In conclusion, in this study, we characterized the potential interactions between K+ nutrition and AM symbiosis in tomato and assessed the function of a K+ transporter, SlHAK10, in both the heterologous yeast system and transgenic plants. We demonstrated that there is a SlHAK10-mediated mycorrhizal K+ uptake pathway in tomato and that improving plant K+ nutrition under the low-K+ condition may increase carbohydrate accumulation in roots and facilitate AM fungal colonization. As a mutually stimulating mechanism has been revealed to exist during the simultaneous exchange of C and Pi/N between the AM partners, it would be interesting to investigate in the future whether the free-market model is also applicable to the exchange of K and C during AM symbiosis.

MATERIALS AND METHODS

Plant Materials and Growth Conditions

Tomato (Solanum lycopersicum ‘MicroTom’) plants were used in this study.
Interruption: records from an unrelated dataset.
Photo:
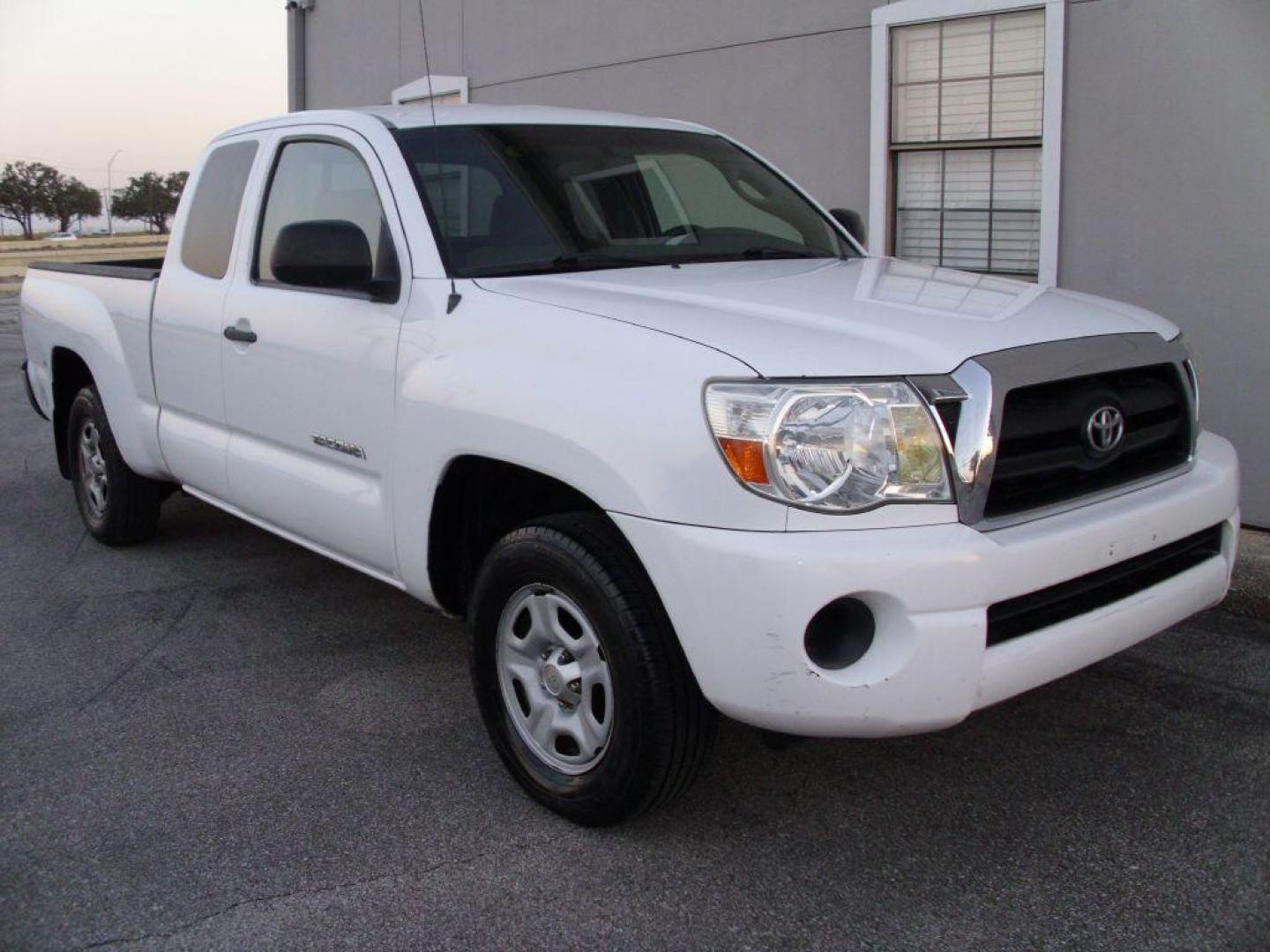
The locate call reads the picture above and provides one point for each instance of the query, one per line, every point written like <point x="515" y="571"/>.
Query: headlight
<point x="833" y="447"/>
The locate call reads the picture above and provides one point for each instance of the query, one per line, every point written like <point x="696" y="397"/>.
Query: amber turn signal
<point x="746" y="457"/>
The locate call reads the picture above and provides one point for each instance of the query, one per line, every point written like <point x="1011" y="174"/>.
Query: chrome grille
<point x="1016" y="433"/>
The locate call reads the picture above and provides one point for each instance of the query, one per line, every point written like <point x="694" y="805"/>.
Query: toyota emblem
<point x="1105" y="429"/>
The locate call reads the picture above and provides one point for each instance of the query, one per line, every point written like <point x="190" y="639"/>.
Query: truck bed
<point x="132" y="268"/>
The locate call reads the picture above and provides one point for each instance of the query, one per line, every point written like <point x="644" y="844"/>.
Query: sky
<point x="158" y="79"/>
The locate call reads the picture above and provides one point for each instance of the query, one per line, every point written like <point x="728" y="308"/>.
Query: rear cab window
<point x="208" y="236"/>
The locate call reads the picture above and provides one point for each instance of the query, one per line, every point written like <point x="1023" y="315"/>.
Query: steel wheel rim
<point x="554" y="678"/>
<point x="93" y="476"/>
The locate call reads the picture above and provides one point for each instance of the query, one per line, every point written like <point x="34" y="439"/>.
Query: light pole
<point x="109" y="195"/>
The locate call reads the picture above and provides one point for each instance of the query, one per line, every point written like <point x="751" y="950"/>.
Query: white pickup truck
<point x="643" y="412"/>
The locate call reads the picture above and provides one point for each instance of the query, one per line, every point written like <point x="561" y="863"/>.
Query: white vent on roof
<point x="444" y="90"/>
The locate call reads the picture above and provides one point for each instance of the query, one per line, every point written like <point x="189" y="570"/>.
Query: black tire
<point x="661" y="727"/>
<point x="127" y="510"/>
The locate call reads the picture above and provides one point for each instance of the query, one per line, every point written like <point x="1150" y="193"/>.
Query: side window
<point x="324" y="207"/>
<point x="213" y="213"/>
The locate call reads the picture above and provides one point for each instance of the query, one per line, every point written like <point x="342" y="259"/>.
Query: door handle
<point x="240" y="335"/>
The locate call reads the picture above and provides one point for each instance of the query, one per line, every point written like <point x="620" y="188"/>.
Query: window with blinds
<point x="966" y="136"/>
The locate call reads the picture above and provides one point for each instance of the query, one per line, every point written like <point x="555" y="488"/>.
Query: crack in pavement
<point x="144" y="655"/>
<point x="317" y="891"/>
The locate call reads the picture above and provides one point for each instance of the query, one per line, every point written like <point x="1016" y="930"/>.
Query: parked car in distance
<point x="626" y="398"/>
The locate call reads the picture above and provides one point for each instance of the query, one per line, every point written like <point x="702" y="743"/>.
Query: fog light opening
<point x="840" y="634"/>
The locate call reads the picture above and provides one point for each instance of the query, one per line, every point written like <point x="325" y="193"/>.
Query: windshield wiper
<point x="573" y="260"/>
<point x="588" y="259"/>
<point x="768" y="251"/>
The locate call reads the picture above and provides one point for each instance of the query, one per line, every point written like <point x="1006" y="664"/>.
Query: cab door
<point x="310" y="351"/>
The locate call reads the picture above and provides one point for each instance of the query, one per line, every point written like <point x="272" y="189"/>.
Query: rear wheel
<point x="117" y="505"/>
<point x="580" y="680"/>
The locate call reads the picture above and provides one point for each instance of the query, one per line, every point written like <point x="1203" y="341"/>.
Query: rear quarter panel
<point x="106" y="322"/>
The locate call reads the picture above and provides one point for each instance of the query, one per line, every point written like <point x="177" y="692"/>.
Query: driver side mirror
<point x="325" y="254"/>
<point x="851" y="221"/>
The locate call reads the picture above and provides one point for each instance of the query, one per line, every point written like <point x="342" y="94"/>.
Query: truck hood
<point x="827" y="319"/>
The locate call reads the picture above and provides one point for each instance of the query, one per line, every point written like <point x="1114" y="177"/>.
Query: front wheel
<point x="117" y="505"/>
<point x="580" y="681"/>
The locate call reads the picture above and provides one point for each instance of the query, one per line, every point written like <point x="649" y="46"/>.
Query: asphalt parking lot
<point x="220" y="740"/>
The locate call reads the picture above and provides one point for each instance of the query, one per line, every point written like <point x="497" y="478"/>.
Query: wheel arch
<point x="70" y="374"/>
<point x="478" y="501"/>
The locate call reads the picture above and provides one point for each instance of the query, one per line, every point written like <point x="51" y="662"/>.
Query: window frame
<point x="262" y="206"/>
<point x="883" y="156"/>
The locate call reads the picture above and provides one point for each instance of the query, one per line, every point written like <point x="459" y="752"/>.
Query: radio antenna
<point x="455" y="297"/>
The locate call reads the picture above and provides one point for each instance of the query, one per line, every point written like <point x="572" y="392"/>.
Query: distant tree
<point x="70" y="198"/>
<point x="150" y="198"/>
<point x="25" y="192"/>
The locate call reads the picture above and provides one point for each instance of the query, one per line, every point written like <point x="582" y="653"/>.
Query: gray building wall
<point x="1166" y="131"/>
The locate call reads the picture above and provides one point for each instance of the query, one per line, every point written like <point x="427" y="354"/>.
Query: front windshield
<point x="531" y="199"/>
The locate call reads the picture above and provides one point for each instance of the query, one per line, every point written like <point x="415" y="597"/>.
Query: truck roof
<point x="470" y="115"/>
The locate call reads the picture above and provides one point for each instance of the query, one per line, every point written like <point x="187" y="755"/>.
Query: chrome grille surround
<point x="981" y="386"/>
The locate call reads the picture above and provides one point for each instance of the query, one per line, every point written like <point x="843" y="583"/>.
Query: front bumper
<point x="741" y="603"/>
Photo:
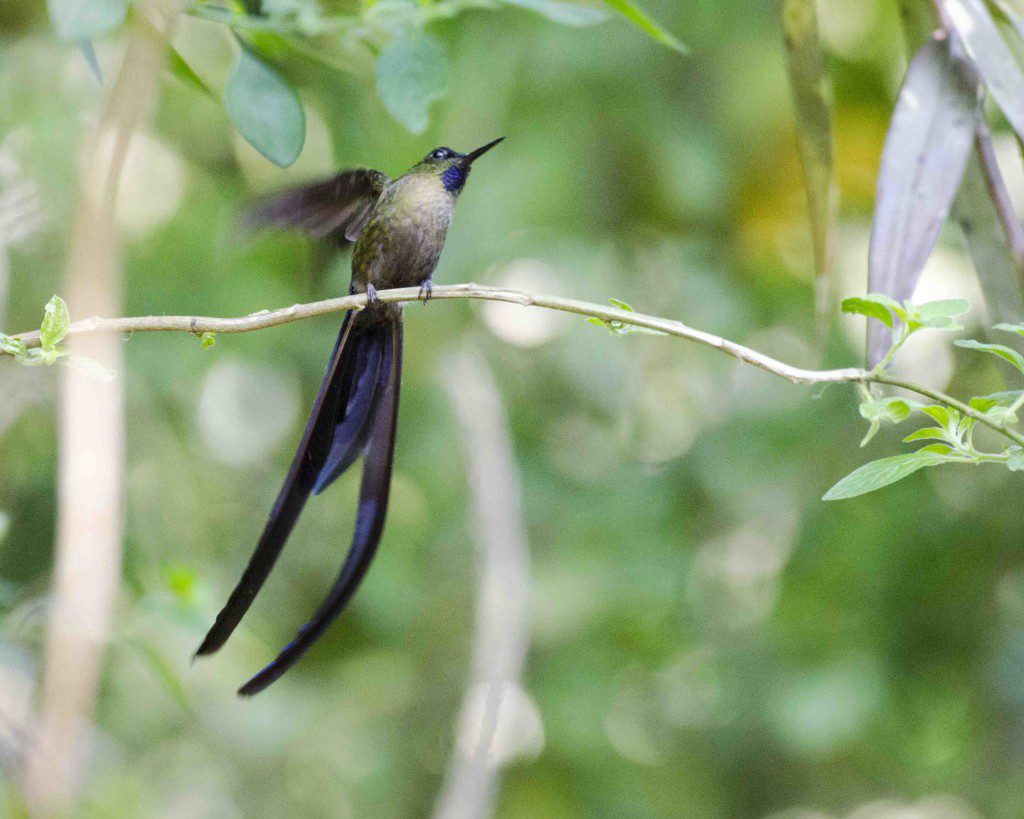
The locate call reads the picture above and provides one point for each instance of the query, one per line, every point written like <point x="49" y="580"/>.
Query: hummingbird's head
<point x="451" y="166"/>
Seeds of wild-type and transgenic plants were surface sterilized with 10% (v/v) sodium hypochlorite for 10 min and then germinated in a growth chamber programmed for 16 h of light at 28°C and 8 h of dark at 20°C. The seedlings were then transplanted to sterilized quartz sand for a 2-week culture irrigated with full-strength nutrient solution containing the following: 1 mm NH4+, 4 mm NO3, 2 mm K+, 1 mm Pi, 0.75 mm Ca2+, 0.5 mm Mg2+, 0.25 mm Cl, 0.5 mm SO42−, 20 μm Fe2+, 9 μm Mn2+, 46 μm BO33−, 8 μm Zn2+, 3 μm Cu2+, and 0.03 μm MoO42−. The plantlets were then transferred to either sand-based pot culture or a compartmented culture system for inoculation with AM fungi.

For sand-based pot culture, three plantlets were transplanted to a 3-dm3 pot filled with sterilized sand. A sand-based mycorrhizal inoculum containing Rhizophagus irregularis (previously named Glomus intraradices) was used for colonization. Each plantlet was inoculated with 1.2 g of inoculum containing approximately 200 spores around the roots. The NM control plants were obtained by inoculation with autoclaved inoculum. The plants were supplied with nutrient solution including either 2 mm K+ as a high-K+ treatment or 0.2 mm K+ as a low-K+ treatment. To guarantee high mycorrhizal colonization, the plants in pot culture were watered with a relatively low concentration (50 μm) of Pi.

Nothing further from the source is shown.